A jornalista e escritora Cristina Laura diz que "Seu João é teimoso, resiste e por isto teve que ser reinventado para sobreviver em tempos modernos com criatividade”.
A jornalista explica:" as bodegas que antigamente eram consideradas como uma pequena venda de produtos secos e molhados, vem do latim apothéca, lugar onde guardam comestíveis, e do grego apothêke, deposito, armazém, adega, taberna".
"As bodegas são de origem milenar e tinham quase tudo que a população precisava. Na Bodega de Seu João de Ana a especialidade é cachaça e pimenta. Os assuntos continuam frutificando com as rodas de conversas e assim todo dia tem encontro de amigos e acrescente a isto um tira gosto bem caseiro com os temperos mais saborosos", revela Cristina ressaltando que a procura da clientela é mais por bebida mesmo.

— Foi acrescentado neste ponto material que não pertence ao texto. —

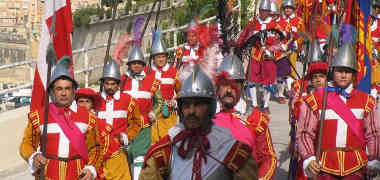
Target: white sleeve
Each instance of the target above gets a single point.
(306, 163)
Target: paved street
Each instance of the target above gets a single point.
(12, 123)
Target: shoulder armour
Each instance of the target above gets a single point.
(34, 118)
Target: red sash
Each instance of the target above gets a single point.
(335, 103)
(72, 132)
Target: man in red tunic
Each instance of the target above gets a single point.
(87, 98)
(71, 147)
(143, 87)
(169, 87)
(246, 124)
(262, 70)
(350, 139)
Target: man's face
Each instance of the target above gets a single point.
(160, 60)
(264, 14)
(63, 92)
(318, 80)
(288, 11)
(192, 38)
(111, 86)
(342, 77)
(86, 103)
(195, 112)
(228, 95)
(136, 67)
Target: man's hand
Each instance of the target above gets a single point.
(39, 161)
(85, 174)
(314, 167)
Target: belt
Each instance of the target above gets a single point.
(345, 149)
(63, 159)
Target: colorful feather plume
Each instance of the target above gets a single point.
(122, 47)
(207, 8)
(137, 29)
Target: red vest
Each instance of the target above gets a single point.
(143, 92)
(115, 111)
(336, 134)
(57, 143)
(168, 80)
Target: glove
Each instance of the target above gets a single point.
(124, 139)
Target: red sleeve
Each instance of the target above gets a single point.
(266, 158)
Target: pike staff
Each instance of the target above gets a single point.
(50, 58)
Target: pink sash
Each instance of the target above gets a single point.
(335, 103)
(73, 133)
(238, 130)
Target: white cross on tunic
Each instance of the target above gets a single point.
(110, 113)
(64, 143)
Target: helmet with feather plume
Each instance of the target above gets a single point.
(61, 70)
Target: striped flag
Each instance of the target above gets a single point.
(62, 44)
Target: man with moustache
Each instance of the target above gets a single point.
(119, 122)
(192, 51)
(87, 98)
(262, 70)
(71, 151)
(246, 124)
(197, 148)
(350, 139)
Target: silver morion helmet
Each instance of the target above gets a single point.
(158, 46)
(136, 55)
(265, 5)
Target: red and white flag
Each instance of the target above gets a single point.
(62, 45)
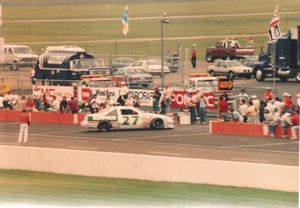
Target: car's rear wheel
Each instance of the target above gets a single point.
(157, 123)
(260, 75)
(212, 73)
(104, 126)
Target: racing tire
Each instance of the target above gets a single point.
(209, 57)
(231, 75)
(259, 75)
(157, 123)
(212, 73)
(104, 126)
(298, 76)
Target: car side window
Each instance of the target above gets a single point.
(128, 112)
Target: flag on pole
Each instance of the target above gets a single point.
(125, 21)
(274, 29)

O lugar tem um tamanho razoável, mas fica pequeno com tanta coisa. As paredes são forradas de cachaças e pimentas, o balcão deixa visível em cima e nas prateleiras a variedade até desconexa de produtos.

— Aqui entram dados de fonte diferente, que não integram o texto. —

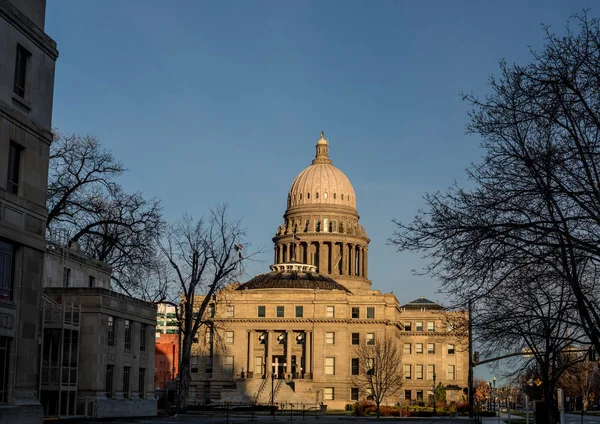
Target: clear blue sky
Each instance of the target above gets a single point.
(222, 101)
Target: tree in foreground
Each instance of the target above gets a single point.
(87, 206)
(534, 200)
(203, 257)
(380, 375)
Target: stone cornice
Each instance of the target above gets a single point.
(18, 19)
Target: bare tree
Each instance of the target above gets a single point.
(380, 374)
(204, 255)
(88, 207)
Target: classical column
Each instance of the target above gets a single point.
(269, 358)
(344, 250)
(251, 335)
(307, 356)
(352, 259)
(366, 263)
(288, 351)
(322, 259)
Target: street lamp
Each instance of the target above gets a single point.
(272, 390)
(434, 409)
(494, 380)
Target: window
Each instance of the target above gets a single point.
(127, 334)
(330, 311)
(228, 365)
(430, 371)
(4, 358)
(21, 64)
(142, 381)
(419, 371)
(109, 379)
(258, 365)
(355, 369)
(451, 372)
(111, 332)
(6, 266)
(126, 374)
(329, 366)
(66, 277)
(142, 337)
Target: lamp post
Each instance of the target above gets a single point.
(434, 409)
(494, 380)
(272, 390)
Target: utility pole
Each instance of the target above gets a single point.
(471, 391)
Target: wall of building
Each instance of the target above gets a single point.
(24, 120)
(98, 306)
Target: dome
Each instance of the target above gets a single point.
(295, 278)
(322, 183)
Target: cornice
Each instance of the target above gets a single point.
(19, 20)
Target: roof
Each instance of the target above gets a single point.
(422, 303)
(292, 280)
(322, 183)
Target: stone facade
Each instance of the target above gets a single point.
(294, 330)
(114, 362)
(28, 59)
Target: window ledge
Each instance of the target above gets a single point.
(24, 103)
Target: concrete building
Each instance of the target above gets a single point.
(301, 323)
(27, 61)
(98, 345)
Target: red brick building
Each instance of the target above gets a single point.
(166, 359)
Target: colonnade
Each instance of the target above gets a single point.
(339, 258)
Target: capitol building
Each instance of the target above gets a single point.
(297, 327)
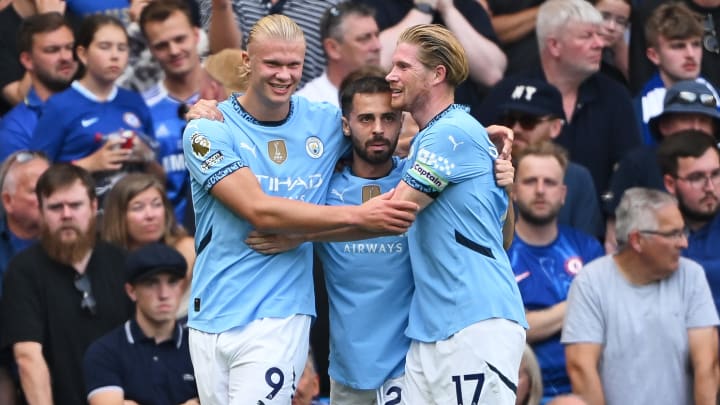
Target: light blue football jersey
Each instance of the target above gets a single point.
(369, 284)
(232, 284)
(461, 271)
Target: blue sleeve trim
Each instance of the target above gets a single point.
(221, 174)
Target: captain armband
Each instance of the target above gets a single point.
(425, 179)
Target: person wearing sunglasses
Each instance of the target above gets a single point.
(533, 109)
(673, 34)
(691, 172)
(640, 325)
(146, 360)
(62, 293)
(688, 106)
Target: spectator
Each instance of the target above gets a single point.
(94, 133)
(145, 361)
(225, 74)
(468, 21)
(514, 23)
(533, 109)
(624, 309)
(349, 36)
(642, 68)
(46, 52)
(616, 18)
(232, 21)
(674, 37)
(20, 224)
(14, 84)
(545, 257)
(173, 42)
(568, 32)
(688, 105)
(63, 293)
(530, 382)
(690, 166)
(137, 213)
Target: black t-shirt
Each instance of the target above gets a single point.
(41, 304)
(10, 67)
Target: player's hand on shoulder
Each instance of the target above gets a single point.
(204, 109)
(384, 215)
(504, 172)
(502, 137)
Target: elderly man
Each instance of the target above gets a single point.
(640, 324)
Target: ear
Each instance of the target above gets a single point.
(332, 48)
(26, 60)
(81, 53)
(652, 54)
(440, 73)
(670, 184)
(346, 126)
(556, 127)
(130, 291)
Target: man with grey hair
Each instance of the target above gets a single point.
(600, 123)
(640, 325)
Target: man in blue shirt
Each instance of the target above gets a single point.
(546, 256)
(172, 40)
(690, 163)
(146, 360)
(466, 317)
(264, 168)
(46, 51)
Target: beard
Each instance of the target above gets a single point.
(527, 214)
(375, 158)
(68, 252)
(692, 215)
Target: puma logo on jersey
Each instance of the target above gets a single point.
(454, 142)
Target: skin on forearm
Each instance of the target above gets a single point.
(223, 31)
(512, 27)
(34, 373)
(487, 61)
(545, 323)
(582, 366)
(703, 344)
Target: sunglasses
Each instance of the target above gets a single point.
(82, 284)
(710, 41)
(526, 121)
(689, 97)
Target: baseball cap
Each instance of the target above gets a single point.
(690, 97)
(152, 259)
(532, 96)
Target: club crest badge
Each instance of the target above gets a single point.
(314, 147)
(370, 191)
(131, 119)
(277, 151)
(200, 145)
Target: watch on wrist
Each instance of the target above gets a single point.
(424, 8)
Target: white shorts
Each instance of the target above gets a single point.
(259, 363)
(478, 365)
(389, 394)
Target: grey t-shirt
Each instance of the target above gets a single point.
(643, 330)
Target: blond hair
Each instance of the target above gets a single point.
(275, 26)
(438, 46)
(228, 68)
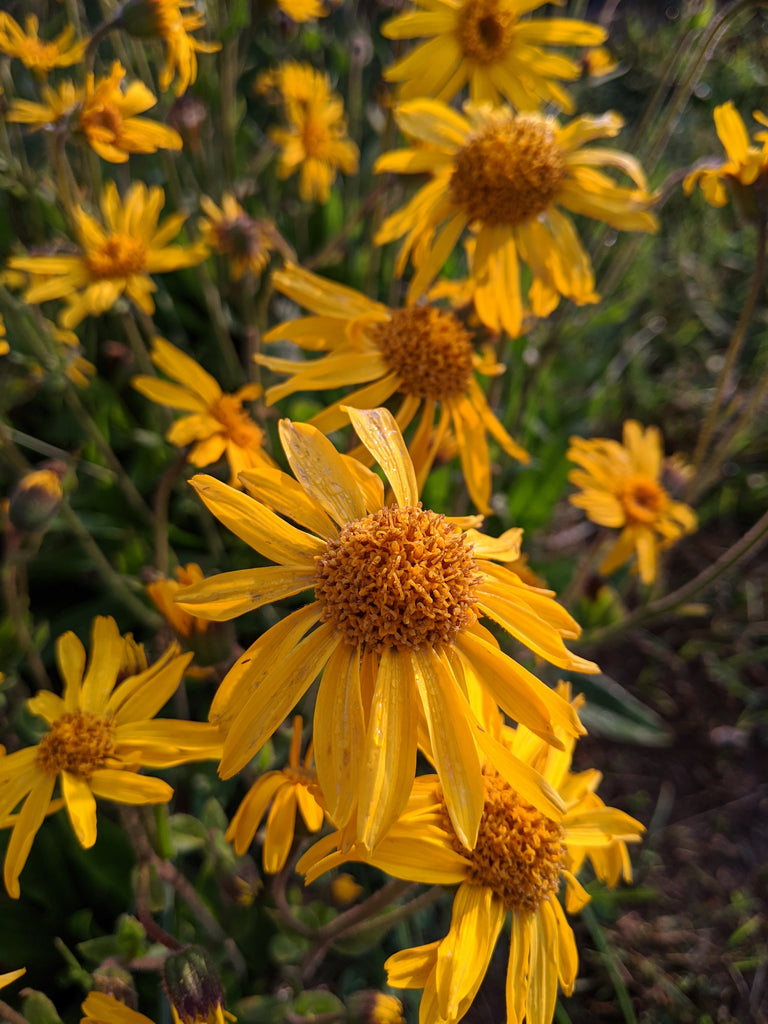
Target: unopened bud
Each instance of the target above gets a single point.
(37, 498)
(194, 987)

Seu João fez a vida e a dos filhos do trabalho diário de comerciante. "Já tive açougue, trabalhei viajando por vários estados, mas é aqui nesta cidade, Juazeiro que sou feliz com os amigos", conta.
"As bodegas fazem parte de nossa história e falar nelas é mergulhar no tempo nostálgico, é reviver fatos de nossos antepassados. Uma bodega que não sai da minha memória é a do saudoso Pai de Wilson Duarte", finalizou "Seu João de Ana".
A Bodega que "Seu João" comentou do pai de Wilson Duarte, Edson e Gervilson Duarte virou até música: A Bodega da Saudade.
A poesia de Wilson é cantada pelo irmão Gevison e música que dá nome ao trabalho, o cd lançado ano passado retrata uma tradicional Bodega, na Flaviano Guimarães, onde viveram a infância e juventude.
A canção tem uma participação especial do cantor Flávio Leandro.
A Bodega de “seu Cacá” marcou uma época no comércio local, principalmente no atendimento de famílias que moravam próximo da “rua de baixo”, Coréia, Flaviano Guimarães, Cajueiro e moradores da área rural, de lagoa do Boi a Pinhões, Itamotinga, Abóbora, Poções, dentre quase uma centena de povoados no interior de Juazeiro, que ali se abasteciam. A grande maioria, lembra os filhos, deixava na “Caderneta de fiado” um débito para pagar “no mês que vem ” e consequentemente levar outra feira.
Dessa Bodega, situada no início da Flaviano Guimarães, “seu” Cacá criou e educou os 6 filhos, Gervilson, Engenheiro/Sanfoneiro; Miriam/Psicóloga; Edson Duarte, Ex-deputado e ex-ministro do Meio Ambiente; Edilson, Empresário; Célia, Advogada e Wilson Duarte ou Zé Brocoió, Radialista e humorista.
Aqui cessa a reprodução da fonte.